そのうち、「競争」と「模擬」は意思を働かせる能動的な遊びであるのに対して、「めまい」と「運」は意志を働かせることのない受動的な遊びなので、近代ではあまり奨励されない。
今人気のスポーツの野球とサッカーを比べると、「競争」な要素はどちらも強いが、勝敗を分けるのはチームの強さだけでなく、ボールがゴールにうまく入るかどうかの「運」によるところも大きい。サッカーの面白さは、偶然が重なりゴールして点が取れるかどうか、つまり「運」にかかっている部分もあるように思う(その点、テニスは、ほとんど番狂わせはなく、腕の上位者が勝ち、ハラハラ感がなく、人気がいまいちである)。このように考えると現代は、「運」も尊重されている
「運」によって決まる一番のものは、宝くじであろう。 多くの人が「宝くじ」を買っているが、「宝くじ」を買うことに、人は抵抗感がないのであろうか。
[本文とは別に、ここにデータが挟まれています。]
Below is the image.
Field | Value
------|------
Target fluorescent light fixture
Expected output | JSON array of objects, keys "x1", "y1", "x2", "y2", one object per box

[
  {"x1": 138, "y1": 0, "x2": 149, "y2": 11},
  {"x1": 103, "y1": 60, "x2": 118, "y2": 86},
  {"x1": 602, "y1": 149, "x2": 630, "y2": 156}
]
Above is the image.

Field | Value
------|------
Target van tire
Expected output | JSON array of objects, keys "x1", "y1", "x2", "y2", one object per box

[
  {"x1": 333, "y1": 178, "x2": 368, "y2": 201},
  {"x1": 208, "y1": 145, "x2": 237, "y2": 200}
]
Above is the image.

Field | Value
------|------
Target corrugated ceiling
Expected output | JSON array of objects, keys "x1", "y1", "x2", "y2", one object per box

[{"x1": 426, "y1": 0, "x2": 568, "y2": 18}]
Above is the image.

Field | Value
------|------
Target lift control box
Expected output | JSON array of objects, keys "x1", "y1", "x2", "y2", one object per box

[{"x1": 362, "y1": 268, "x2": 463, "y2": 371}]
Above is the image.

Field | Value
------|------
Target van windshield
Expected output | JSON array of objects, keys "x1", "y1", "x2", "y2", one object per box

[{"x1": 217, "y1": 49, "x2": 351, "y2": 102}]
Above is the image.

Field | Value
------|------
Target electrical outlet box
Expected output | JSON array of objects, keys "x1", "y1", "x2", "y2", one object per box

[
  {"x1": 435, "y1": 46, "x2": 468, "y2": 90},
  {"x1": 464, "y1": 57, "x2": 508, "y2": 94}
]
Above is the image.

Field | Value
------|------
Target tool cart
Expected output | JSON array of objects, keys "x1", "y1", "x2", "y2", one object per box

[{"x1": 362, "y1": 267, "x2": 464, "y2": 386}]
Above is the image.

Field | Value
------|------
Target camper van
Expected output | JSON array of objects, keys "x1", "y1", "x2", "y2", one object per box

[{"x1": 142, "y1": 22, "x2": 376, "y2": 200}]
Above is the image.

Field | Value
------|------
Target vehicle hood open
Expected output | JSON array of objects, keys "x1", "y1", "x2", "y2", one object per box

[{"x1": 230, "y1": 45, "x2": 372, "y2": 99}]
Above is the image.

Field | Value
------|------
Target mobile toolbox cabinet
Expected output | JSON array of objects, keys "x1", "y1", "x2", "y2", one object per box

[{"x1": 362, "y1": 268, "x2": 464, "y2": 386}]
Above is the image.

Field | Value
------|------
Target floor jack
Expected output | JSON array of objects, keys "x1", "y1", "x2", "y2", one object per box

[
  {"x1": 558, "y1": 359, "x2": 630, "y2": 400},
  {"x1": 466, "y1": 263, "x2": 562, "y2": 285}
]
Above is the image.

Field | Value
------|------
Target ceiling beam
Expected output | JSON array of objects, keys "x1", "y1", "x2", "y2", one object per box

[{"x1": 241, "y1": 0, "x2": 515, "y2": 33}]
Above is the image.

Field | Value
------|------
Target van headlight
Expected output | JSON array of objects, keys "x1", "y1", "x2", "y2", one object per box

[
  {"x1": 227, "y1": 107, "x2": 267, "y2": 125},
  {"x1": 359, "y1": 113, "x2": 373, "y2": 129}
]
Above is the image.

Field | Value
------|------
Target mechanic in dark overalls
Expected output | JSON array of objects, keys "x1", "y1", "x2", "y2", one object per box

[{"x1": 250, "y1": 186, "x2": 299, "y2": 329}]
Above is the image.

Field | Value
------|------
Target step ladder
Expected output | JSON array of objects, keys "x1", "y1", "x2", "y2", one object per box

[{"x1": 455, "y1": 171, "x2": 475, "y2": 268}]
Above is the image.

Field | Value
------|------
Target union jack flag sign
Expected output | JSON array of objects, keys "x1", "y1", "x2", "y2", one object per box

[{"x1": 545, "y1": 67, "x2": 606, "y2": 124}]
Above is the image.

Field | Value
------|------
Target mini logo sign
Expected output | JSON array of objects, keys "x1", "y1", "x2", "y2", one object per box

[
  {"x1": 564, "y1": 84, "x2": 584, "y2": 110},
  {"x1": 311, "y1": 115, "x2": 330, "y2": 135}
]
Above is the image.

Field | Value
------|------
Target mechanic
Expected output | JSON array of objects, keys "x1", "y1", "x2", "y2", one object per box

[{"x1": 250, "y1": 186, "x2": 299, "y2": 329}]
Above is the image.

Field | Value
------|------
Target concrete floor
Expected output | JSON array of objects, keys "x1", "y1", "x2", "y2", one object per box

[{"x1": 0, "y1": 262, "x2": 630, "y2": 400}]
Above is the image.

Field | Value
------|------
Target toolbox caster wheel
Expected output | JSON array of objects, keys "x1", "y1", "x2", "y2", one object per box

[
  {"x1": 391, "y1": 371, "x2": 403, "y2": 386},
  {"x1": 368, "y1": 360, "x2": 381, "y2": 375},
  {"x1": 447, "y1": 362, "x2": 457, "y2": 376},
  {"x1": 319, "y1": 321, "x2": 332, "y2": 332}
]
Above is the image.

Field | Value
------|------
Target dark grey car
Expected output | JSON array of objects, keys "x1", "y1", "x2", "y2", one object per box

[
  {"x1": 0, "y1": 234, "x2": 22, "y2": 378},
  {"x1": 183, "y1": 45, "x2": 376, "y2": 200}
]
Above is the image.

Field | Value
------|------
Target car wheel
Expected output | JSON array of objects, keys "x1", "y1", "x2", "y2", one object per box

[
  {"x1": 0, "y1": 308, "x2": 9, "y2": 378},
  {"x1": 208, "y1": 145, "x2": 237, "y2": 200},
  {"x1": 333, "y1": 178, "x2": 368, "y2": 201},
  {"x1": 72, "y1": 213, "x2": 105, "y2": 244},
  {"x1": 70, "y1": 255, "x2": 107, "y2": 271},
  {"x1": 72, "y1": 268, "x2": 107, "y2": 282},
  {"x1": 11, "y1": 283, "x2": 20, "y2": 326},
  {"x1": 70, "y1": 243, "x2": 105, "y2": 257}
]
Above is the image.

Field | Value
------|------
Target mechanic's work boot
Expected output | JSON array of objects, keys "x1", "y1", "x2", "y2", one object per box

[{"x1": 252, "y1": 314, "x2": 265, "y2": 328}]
私自身は、ミーハー なので、人がやっていることは何でもやって見たいという気持ちがある。そこで、宝くじを時々買うことがある。でも、人生を宝くじに託していいのだろうかと思い、つまり後ろめたい、恥ずかしい気持ちがいつも付き纏う。人生を、意思の力で切り開く可能性がなくなった人(つまり老人)が、宝くじに運を託す、そのようなものと、私は宝くじを考えている。(だから、「歳から考えて、君には買う権利がある」という声も、どこかから聞こえてくる)。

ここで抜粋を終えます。